Controlling, directing, ordering to the last detail, Dave sat in his unpretentious office. Love of the lumberman's craft ran hot in his veins. He had been born and bred to it. He had passed through its every phase. He was a sawyer whose name was historical in the forests of Oregon. As a cant-hook man he had few equals. As foreman he could extract more work from these simple woodsman giants than could those he employed in a similar capacity.

In work he was inevitable. His men knew that when he demanded they must yield. In this direction he displayed no sympathy, no gentleness. He knew the disposition of the lumber-jack. These woodsmen rate their employer by his driving power. They understand and expect to be ruled by a stern discipline, and if this treatment is not forthcoming, their employer may just as well abandon his enterprise for all the work they will yield him.

But though this was Dave in his business, it was the result of his tremendous force of character rather than the nature of the man. If he drove, it was honestly, legitimately. He paid for the best a man could give him, and he saw that he got it. Sickness was sure of ready sympathy, not outspoken, but practical. He was much like the prairie man with his horse. His beast is cared for far better than its master cares for himself, but it must work, and work enthusiastically to the last ounce of its power. Fail, and the horse must go. So it was with Dave. The man who failed him would receive his "time" instantly. There was no question, no excuse. And every lumber-jack knew this and gladly entered his service.

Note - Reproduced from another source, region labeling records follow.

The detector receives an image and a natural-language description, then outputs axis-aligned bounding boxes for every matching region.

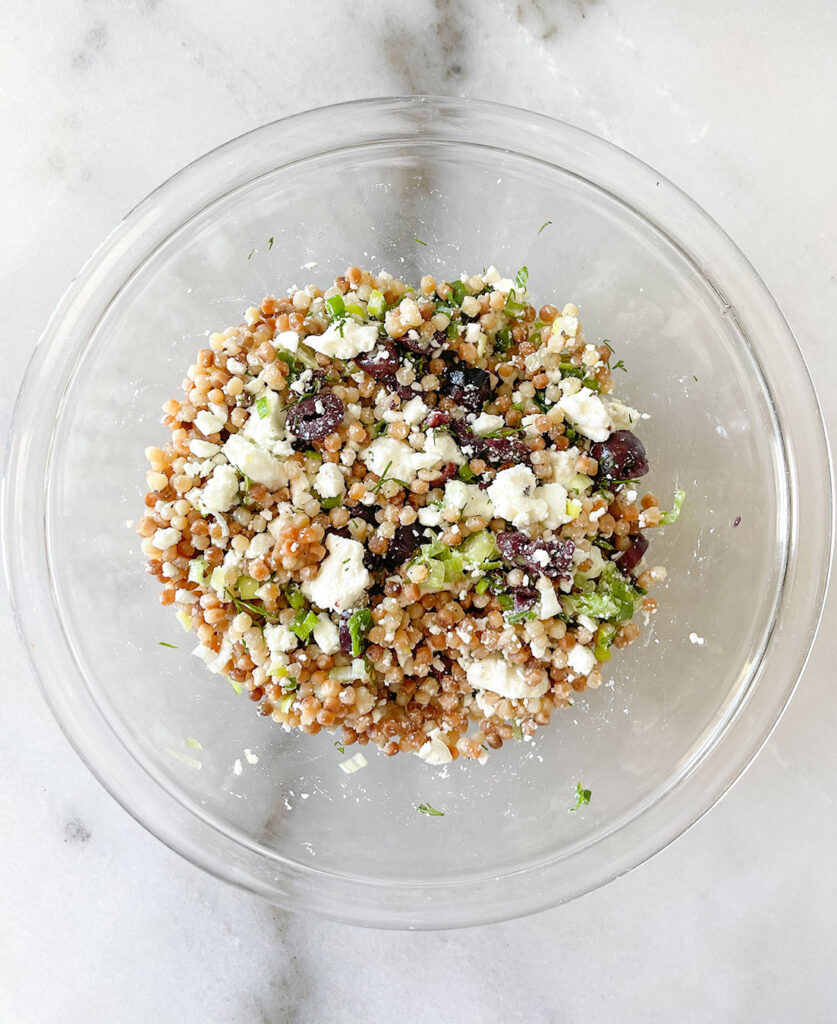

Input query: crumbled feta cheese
[222,434,287,490]
[200,463,239,512]
[195,409,226,434]
[152,526,183,551]
[471,413,506,437]
[402,395,430,427]
[465,654,549,700]
[264,626,299,654]
[417,729,453,765]
[546,447,581,487]
[487,464,549,529]
[557,387,614,441]
[604,398,642,430]
[301,534,372,611]
[313,462,346,498]
[567,643,596,676]
[305,317,378,359]
[313,615,340,654]
[361,437,420,483]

Dave was closeted with his foreman, Joel Dawson, receiving the day's report.

"The tally's eighty thousand," Dawson was saying.

Dave looked up from his books. His keen, humorous eyes surveyed the man's squat figure.

"Not enough," he said.

"She's pressing hard now," came the man's rejoinder, almost defensively.

"She's got to do twenty thousand more," retorted Dave finally.

"Then y'll have to give her more saw room."